"Tools like Stinger grenades and other long-distance less-lethal tools can't be used. When we enter the room, we are right in the middle of 40 inmates," Smith explains. "Less-lethal options such as 37mm multi-launchers might work great at 40 feet, but when you are 15 feet away you can't use them."
Technology at the Forsyth SORT team's disposal includes PepperBall launchers designed for shorter distances that enable officers to fill an area with PAVA (Capsaicin II) powder. LASD employs 40mm launchers that utilize five approved munitions inside the custody division. "We have munitions for unique situations," Greene says. "If you need to impact somebody 90 feet away, we have munitions for that. We also have munitions that can be used in close quarters incidents."
Two munitions at LASD release a powder, be it OC (Oleoresin Capsicum) or CS, which Greene says work well in area treatments. The department’s PepperBall launchers are useful for dormitories, which are 90- to 100-feet deep. Officers shoot rounds against the wall and let the PAVA powder fall onto inmates. Aerosol agents, be it OC or OC/CS blend, are also often sprayed into crowds to break them up.
"We also use CS hot gas under certain circumstances and in restrictive situations we also deploy TASERs," Greene says. "For officers to use these less-lethal weapons, they must obtain primary certification from the Custody Division Headquarters Training Unit."
When selecting the tools to use, Greene recommends starting at the lowest use of force possible and moving up the continuum as needed.
The first question to ask, he says, must be: "How can we stop this with the least level of injury to inmates and staff?" Typically this involves employing OC spray, PepperBalls, and OC/CS blend chemical agents. "These things cause pain and panic but do not cause any lasting injury or side effect," he says.
It is also important to protect officers working in the thick of a disturbance. Beyond stab-resistant vests, helmets, and shields, Valdemar recommends issuing breathing apparatuses. "Everyone gives these teams shields, sticks, and pepper spray, but they overlook breathing apparatuses," he says. "Team members need to breathe. Fires often start in confined areas during riots. Smoke will create some real problems for officers without breathing apparatuses."
Train, Train, and Train Again
Training cannot be overlooked because response tactics and technology deployment must be second nature before an uprising, says Greene.

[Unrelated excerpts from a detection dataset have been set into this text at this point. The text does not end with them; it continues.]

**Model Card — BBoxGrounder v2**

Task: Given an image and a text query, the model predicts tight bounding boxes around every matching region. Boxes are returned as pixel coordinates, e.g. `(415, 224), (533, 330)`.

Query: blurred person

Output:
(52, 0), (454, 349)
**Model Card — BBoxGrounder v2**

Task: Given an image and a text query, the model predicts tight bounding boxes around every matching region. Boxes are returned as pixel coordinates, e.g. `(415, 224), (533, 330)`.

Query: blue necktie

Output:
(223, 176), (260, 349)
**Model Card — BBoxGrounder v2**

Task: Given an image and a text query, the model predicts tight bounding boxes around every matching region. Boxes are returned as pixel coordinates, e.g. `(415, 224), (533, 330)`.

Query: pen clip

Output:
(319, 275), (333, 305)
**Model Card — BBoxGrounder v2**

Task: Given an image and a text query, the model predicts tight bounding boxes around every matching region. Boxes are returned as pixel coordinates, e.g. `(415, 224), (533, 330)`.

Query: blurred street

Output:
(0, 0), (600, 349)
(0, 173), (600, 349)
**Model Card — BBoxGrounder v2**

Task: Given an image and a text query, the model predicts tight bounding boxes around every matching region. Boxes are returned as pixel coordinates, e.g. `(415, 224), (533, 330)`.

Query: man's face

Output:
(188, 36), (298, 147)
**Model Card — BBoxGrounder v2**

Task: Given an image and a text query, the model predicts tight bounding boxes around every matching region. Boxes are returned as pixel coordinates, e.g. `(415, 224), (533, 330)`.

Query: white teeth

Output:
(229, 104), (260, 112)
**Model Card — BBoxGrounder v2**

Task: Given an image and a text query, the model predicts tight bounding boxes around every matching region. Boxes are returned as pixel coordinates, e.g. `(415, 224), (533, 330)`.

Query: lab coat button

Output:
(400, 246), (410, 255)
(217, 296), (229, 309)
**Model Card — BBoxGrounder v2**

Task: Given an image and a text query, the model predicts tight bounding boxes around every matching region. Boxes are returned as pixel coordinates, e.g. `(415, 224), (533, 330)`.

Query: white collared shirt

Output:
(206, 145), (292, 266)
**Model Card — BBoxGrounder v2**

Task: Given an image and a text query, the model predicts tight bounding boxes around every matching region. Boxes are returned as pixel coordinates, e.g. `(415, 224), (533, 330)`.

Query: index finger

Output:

The LASD puts new deputy sheriffs through a jail operations course that includes a section on using less-lethal weapons in jail settings. Here deputies learn about less-lethal technologies, when and why they may be used, and how to use them. "This gives them an understanding of what munitions to use in which circumstance," Greene says, noting supervisors generally determine which munitions to use but in life-threatening situations officers need to make these calls themselves.
Training must cover tactics too. The LASD trains officers about basic squad movements and formations, hostage rescues, and the anatomy of a disturbance.
"Our team gets more training because they are the ones who are going to respond to an incident," says Forsyth’s Hughes. "Our general staff gets trained to identify the indicators. They are the ones with the inmates every day and they can tell when something is a little bit off."
The Attica Prison Riot and the New Mexico State Penitentiary Riot put large-scale prison incidents on the map. But while disturbances at the local jail may not make the national news, they can be just as dangerous to the officers responding to them.
Because of this, jail riot prevention and control is something all departments need to pay attention to, adds Smith. "You've got a lot of emotions going on in a jail. When you bring somebody into the jail, whether it's their first time or their fifth, at some point it hits them that they are not getting out. They can’t turn on the TV without asking and have to shower and go to the bathroom with people watching. Their wife or husband might leave them," he says. "All of these things come into play and it’s a volatile situation that could go off any time."
The words of the old English proverb, "Hope for the best, but prepare for the worst," make complete sense in the world behind bars at the county jail.
Response Team Basics
Retired Los Angeles County Sheriff’s Department sergeant Richard Valdemar offers a few tips for jail response teams.
Size. This varies by facility but a jail system the size of L.A. County might have 20 to 30 people on a single response team while smaller systems might only have 10 to 15 members. Large facilities typically have dedicated response teams while smaller institutions do not.
Members. Response teams should be comprised of physically fit, experienced officers known for keeping their cool in the heat of battle.
Training. Teams should train weekly and the entire staff should participate in daily briefings that cover everything from riot indicators to what tactics or technology can help things calm down.
Ronnie Garrett is a freelance writer based in Fort Atkinson, Wis.